Add workflow for on-demand benchmarking #4441

guangy10 · 2024-07-27T00:32:19Z

Ability to schedule an on-demand benchmark job from GA UI with params, e.g. models, delegates, devices, etc
Ability to schedule from PR via tagging (doubt it could work with non-default args)

pytorch-bot · 2024-07-27T00:32:22Z

🔗 Helpful Links

🧪 See artifacts and rendered test results at hud.pytorch.org/pr/pytorch/executorch/4441

📄 Preview Python docs built from this PR

Note: Links to docs will display an error until the docs builds have been completed.

✅ You can merge normally! (1 Unrelated Failure)
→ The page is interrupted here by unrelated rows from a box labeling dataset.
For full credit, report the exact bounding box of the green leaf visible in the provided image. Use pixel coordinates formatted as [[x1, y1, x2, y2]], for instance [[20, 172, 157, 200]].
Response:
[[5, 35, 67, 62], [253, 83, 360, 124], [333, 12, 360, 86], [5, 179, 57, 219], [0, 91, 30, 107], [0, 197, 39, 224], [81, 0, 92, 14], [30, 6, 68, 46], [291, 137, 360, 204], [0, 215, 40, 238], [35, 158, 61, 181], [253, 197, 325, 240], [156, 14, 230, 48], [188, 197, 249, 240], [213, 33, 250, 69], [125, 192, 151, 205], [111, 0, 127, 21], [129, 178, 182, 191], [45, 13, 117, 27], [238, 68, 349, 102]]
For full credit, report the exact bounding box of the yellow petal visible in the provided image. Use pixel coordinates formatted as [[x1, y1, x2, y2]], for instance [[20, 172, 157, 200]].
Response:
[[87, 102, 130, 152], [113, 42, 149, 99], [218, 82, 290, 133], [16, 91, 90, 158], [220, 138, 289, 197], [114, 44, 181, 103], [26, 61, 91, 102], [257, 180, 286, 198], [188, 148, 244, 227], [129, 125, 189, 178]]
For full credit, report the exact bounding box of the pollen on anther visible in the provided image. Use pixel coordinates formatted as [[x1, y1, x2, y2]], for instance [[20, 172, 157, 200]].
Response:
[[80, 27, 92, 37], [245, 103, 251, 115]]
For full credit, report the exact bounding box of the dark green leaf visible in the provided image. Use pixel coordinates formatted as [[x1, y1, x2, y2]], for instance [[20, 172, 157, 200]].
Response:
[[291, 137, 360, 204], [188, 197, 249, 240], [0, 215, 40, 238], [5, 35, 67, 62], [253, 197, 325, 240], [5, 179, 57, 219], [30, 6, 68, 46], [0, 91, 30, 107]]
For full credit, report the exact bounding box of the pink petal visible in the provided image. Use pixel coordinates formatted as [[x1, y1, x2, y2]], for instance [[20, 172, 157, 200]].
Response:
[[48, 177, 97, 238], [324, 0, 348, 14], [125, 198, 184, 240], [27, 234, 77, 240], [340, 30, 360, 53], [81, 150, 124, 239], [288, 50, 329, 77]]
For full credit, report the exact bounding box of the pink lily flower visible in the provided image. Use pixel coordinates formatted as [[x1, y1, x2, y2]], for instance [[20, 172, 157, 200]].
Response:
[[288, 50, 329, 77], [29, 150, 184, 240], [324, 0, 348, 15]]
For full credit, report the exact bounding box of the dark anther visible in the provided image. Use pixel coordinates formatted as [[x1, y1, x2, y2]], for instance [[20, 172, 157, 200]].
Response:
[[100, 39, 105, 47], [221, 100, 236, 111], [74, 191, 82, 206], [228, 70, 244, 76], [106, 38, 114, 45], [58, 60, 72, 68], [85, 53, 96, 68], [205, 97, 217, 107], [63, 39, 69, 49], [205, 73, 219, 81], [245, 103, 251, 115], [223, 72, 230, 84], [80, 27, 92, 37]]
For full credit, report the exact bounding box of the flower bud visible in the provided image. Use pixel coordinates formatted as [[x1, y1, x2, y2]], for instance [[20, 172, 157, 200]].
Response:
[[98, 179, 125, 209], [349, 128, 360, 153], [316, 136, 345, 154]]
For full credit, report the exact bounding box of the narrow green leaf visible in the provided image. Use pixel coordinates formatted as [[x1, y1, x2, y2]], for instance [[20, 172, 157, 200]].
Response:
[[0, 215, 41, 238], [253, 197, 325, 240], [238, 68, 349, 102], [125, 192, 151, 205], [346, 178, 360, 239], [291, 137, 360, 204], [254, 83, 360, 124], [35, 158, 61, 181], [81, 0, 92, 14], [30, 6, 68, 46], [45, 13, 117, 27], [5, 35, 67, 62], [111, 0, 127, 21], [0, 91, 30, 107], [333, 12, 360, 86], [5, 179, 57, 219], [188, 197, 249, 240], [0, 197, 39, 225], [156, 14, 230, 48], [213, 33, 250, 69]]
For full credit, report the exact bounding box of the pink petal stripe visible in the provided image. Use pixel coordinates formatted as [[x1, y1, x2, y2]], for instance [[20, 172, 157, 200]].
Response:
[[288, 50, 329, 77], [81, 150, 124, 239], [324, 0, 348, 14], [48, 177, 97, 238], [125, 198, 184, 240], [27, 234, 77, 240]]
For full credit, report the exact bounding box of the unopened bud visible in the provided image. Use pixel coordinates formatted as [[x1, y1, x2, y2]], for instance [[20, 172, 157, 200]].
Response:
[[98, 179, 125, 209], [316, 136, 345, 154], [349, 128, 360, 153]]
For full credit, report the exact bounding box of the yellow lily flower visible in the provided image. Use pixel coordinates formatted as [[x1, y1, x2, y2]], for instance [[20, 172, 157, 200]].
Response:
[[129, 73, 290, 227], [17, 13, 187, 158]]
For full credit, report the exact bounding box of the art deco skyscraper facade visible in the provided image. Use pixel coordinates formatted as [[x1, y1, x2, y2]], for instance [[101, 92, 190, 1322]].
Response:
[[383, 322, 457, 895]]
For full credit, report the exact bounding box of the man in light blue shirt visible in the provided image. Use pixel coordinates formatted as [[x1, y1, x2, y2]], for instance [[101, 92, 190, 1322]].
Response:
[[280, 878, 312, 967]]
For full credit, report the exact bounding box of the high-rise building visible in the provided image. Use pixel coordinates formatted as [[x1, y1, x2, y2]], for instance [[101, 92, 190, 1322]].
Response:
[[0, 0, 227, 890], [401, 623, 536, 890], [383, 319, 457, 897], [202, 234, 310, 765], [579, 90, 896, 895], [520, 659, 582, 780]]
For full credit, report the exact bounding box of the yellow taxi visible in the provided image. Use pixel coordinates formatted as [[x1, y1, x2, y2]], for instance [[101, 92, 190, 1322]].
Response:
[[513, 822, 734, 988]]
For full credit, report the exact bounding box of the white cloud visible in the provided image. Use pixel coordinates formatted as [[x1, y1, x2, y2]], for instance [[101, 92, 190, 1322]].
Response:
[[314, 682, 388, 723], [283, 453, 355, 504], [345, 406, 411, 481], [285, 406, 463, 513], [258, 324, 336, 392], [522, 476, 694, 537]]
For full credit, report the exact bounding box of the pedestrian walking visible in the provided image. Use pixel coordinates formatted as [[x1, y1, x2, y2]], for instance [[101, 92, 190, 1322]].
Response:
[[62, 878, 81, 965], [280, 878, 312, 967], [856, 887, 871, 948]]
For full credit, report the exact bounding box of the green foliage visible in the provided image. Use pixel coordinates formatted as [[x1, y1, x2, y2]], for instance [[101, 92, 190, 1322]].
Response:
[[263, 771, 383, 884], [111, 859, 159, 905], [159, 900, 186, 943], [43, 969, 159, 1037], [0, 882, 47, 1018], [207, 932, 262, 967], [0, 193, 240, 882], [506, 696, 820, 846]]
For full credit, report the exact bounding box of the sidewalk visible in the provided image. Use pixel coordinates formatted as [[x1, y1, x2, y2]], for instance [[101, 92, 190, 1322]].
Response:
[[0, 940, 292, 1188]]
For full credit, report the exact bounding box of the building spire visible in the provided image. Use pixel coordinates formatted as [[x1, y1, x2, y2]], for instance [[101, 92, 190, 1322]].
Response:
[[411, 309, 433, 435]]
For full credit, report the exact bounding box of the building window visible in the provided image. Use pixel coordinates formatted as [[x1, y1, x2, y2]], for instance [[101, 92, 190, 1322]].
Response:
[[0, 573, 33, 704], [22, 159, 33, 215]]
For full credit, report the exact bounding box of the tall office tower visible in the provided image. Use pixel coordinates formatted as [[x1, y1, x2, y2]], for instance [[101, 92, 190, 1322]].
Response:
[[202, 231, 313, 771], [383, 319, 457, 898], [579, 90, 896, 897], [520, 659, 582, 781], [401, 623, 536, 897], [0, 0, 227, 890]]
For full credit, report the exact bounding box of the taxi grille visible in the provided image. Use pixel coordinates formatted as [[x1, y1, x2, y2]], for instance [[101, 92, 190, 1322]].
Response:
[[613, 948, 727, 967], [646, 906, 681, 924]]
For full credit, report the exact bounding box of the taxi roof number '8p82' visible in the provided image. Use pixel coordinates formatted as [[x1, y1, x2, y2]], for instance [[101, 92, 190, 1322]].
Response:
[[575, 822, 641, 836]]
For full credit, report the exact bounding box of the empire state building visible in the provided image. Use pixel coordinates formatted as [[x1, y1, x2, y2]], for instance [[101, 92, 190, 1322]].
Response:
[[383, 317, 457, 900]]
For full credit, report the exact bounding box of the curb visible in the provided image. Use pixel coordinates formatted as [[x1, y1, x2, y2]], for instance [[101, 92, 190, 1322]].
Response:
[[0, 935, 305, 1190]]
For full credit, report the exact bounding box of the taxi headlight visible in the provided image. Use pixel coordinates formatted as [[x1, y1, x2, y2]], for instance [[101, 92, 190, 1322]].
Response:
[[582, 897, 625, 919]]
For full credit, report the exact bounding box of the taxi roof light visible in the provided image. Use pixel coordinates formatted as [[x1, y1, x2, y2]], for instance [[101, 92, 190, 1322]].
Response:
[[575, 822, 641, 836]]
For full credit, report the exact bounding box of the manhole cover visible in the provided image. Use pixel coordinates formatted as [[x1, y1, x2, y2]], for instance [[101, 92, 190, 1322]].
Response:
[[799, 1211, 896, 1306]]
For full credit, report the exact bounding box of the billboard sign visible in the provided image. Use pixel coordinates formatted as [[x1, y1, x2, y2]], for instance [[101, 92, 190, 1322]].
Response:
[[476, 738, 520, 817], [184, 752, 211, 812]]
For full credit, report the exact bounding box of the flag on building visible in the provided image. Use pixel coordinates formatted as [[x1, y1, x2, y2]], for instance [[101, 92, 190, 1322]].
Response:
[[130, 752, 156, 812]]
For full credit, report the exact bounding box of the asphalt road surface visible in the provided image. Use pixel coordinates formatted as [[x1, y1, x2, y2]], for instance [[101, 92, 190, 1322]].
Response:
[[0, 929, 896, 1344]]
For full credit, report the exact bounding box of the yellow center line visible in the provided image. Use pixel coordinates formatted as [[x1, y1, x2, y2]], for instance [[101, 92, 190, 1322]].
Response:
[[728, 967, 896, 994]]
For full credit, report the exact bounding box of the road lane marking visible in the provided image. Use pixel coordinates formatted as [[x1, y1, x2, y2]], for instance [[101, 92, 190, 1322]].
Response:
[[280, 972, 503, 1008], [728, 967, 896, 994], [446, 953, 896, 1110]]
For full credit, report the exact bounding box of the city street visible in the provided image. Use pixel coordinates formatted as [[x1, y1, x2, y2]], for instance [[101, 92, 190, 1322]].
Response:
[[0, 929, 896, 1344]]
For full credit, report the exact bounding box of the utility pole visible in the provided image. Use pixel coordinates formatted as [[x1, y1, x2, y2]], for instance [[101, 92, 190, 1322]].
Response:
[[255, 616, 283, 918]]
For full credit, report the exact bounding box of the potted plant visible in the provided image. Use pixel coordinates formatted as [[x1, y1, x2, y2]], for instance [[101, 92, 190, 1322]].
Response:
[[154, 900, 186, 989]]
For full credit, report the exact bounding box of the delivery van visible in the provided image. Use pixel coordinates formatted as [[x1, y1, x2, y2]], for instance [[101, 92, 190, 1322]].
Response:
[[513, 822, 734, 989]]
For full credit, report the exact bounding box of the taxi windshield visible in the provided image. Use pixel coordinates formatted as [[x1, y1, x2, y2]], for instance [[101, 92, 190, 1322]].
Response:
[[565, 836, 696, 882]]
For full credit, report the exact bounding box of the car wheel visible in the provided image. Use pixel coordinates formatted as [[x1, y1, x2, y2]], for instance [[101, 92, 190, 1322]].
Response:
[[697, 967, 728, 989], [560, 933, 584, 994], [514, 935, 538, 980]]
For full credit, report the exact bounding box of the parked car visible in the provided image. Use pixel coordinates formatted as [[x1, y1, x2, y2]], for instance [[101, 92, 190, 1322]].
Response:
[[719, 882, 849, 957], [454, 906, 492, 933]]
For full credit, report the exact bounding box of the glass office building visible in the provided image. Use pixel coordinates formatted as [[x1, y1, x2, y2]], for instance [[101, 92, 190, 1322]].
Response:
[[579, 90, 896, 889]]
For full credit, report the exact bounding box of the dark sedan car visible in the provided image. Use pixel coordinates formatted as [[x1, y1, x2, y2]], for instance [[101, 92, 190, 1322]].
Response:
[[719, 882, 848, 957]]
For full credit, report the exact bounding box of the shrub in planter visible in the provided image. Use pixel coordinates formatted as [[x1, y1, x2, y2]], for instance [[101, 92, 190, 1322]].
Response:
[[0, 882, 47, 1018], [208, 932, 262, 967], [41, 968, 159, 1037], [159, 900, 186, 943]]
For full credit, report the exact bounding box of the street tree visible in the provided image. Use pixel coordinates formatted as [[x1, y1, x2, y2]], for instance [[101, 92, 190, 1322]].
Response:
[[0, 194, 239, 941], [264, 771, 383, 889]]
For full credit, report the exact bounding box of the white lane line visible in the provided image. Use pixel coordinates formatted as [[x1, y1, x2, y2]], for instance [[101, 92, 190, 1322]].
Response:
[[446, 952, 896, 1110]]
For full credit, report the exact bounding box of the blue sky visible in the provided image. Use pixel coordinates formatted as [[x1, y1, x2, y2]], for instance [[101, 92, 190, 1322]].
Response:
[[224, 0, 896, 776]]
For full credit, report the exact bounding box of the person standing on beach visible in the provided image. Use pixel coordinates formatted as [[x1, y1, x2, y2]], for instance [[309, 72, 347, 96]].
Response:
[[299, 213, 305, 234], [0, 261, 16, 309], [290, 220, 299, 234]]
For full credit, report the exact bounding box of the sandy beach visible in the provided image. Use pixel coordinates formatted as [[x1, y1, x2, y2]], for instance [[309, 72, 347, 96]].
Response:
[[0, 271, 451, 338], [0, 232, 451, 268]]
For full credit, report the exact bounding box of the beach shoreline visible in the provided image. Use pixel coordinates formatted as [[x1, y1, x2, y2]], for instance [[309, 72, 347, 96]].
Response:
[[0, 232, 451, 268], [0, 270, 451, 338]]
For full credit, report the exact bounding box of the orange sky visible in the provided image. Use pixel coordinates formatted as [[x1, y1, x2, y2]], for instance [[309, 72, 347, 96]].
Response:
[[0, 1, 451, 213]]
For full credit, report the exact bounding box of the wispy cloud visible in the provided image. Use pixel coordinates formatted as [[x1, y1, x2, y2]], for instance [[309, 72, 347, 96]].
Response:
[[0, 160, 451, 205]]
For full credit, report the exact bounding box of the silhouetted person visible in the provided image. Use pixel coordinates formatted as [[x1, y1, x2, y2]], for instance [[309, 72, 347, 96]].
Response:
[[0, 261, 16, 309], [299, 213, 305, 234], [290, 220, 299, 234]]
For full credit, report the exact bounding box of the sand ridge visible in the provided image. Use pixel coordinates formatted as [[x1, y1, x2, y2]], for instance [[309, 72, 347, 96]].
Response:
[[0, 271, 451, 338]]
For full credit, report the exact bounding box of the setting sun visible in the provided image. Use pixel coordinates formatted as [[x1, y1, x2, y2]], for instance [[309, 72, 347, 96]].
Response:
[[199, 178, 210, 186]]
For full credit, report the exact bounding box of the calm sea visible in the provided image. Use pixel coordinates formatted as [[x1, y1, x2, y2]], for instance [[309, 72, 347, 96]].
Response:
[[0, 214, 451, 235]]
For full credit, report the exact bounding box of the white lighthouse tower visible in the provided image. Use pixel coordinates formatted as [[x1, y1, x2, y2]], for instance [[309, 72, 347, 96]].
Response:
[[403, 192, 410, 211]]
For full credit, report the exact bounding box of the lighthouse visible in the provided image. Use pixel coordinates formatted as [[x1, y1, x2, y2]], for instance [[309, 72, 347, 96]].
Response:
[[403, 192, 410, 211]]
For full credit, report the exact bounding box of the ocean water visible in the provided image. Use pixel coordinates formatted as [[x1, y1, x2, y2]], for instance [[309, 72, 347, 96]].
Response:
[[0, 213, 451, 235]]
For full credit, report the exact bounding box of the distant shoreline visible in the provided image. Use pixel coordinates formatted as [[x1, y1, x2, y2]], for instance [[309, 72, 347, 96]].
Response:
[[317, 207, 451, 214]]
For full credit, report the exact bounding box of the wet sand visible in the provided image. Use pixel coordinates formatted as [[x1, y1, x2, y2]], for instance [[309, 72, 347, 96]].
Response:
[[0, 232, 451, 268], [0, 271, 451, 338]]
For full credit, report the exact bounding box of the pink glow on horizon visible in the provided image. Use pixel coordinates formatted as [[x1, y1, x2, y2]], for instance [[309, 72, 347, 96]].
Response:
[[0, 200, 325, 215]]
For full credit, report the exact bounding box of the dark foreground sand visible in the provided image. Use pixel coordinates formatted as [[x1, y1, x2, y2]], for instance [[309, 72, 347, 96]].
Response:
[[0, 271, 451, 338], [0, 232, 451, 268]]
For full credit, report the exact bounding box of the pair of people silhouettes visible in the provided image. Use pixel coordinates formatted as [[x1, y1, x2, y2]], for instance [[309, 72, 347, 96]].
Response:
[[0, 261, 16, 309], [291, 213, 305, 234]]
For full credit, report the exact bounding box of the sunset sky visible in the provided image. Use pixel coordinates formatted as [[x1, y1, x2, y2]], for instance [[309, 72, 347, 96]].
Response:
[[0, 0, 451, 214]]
As of commit 0f670eb with merge base 227b49d ():

BROKEN TRUNK - The following job failed but were present on the merge base:

👉 Rebase onto the `viable/strict` branch to avoid these failures

trunk / test-llama-runner-mac (fp32, cmake, portable) / macos-job (gh) (trunk failure)
Process completed with exit code 1.

This comment was automatically generated by Dr. CI and updates every 15 minutes.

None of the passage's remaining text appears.